I`ve used Japanese as an example mostly because Japanese is a very different language than English (and most other languages), so it is easy to find the limitations of Google Translate using Japanese.  Directly translating between languages that have very different syntax always results in a lot of mucky sentences.

This is probably why so far, the only languages which Google has introduced the new features for are English <–> French, German, Italian, Portuguese, Spanish, and Russian. Aside from Russian, the other languages are ones that are fairly straightforward to translate to and from English.

 People appreciate the human touch

Will my language skills become less valuable on my resume?

I don`t think so. People value human interaction, and in today`s high tech world I think it`s more valuable not less. People will get annoyed and fed up with automated translation if companies try to replace humans with machines.

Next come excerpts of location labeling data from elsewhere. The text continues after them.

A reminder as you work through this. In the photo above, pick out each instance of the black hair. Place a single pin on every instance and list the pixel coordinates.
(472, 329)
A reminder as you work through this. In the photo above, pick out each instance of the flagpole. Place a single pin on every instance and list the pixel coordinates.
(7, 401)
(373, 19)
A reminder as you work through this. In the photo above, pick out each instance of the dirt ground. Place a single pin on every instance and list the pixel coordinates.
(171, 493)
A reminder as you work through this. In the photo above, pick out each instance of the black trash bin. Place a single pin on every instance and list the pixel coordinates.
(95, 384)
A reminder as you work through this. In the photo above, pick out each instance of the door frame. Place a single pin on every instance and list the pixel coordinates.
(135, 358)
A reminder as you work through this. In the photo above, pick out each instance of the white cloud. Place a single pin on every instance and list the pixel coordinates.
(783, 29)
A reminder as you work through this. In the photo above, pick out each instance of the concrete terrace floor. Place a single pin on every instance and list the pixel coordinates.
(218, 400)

Google Translate is one of those things that can be a value-added, if it is used in situations where it`s a pleasant surprise. For example, if you get your first ever customer from Azerbaijan and he can`t speak English. If you use the app to communicate with him it would probably make him happy that you`re making the effort to reach out to him. But imagine that 50% of your customers were from Azerbaijan and you tried to rely on Google Translate to interact with all of them. That would probably work against you, because you would be failing to meet expectations and neglecting your core customer base. You would be much better off learning some Azerbaijani or hiring someone who can speak it. Because the human touch, the ability to communicate directly with someone and share an experience with them in their language has tremendous value.  So even if automated translation becomes more commonplace in businesses, it will likely only be for functions for which there was previously no translation. It won`t likely replace employees.

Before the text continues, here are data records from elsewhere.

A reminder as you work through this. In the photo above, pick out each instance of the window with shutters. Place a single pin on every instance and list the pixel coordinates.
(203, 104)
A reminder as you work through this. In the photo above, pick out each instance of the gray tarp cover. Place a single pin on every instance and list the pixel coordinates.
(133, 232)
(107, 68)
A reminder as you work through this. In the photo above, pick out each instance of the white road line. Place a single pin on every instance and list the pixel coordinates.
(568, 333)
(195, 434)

Employers like smart and flexible people. Recent studies have proven that certain parts of the brain actually grow larger when you learn a second language. You also develop a flexibility of thought, an ability to understand and adapt to other ways of thinking, when you speak more than one language. In today`s economy, ideas and creation and hugely important, which requires people to think about problems from various angles. Multilingual employees can provide the valuable perspective of someone who can shift between different ways of seeing the world.

Language study is an incredibly rewarding hobby

language study books for german, spanish, italianEven if translation apps became perfect and we no longer needed to study languages, who cares – people do a lot of things that they don`t need to do. Why? Because they want to do them. Is basketball necessary? No, but some people love it and dedicate lots of time to do it.

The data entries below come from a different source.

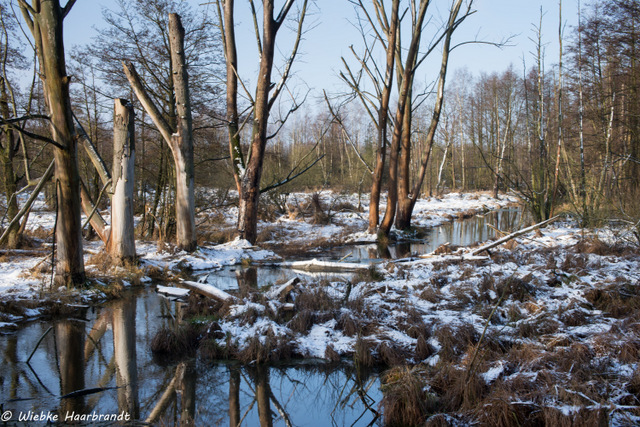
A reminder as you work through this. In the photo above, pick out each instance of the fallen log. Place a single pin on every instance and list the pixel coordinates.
(208, 291)
(510, 236)
(281, 292)
(171, 291)
(315, 265)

Some of us love studying languages. We love to learn the patterns and crack the code, we love to communicate with amazing people from all over the world in an authentic human way, we love to master ourselves and put plans in place to achieve goals, and we love to gain global insight by delving into other cultures and their ways of thinking. Learning languages is fun and fascinating, and it`s a deeply rich hobby that is not going away anytime soon. As in, ever.

That`s the message I try to communicate to my first year students. If they hand me a gibberish essay courtesy of Google Translate, I know that they haven`t yet caught the language bug. They haven`t yet discovered the fun and fascination, the rush of overcoming challenges. The first step for them is learning that quick fixes will never be a substitute for the real thing.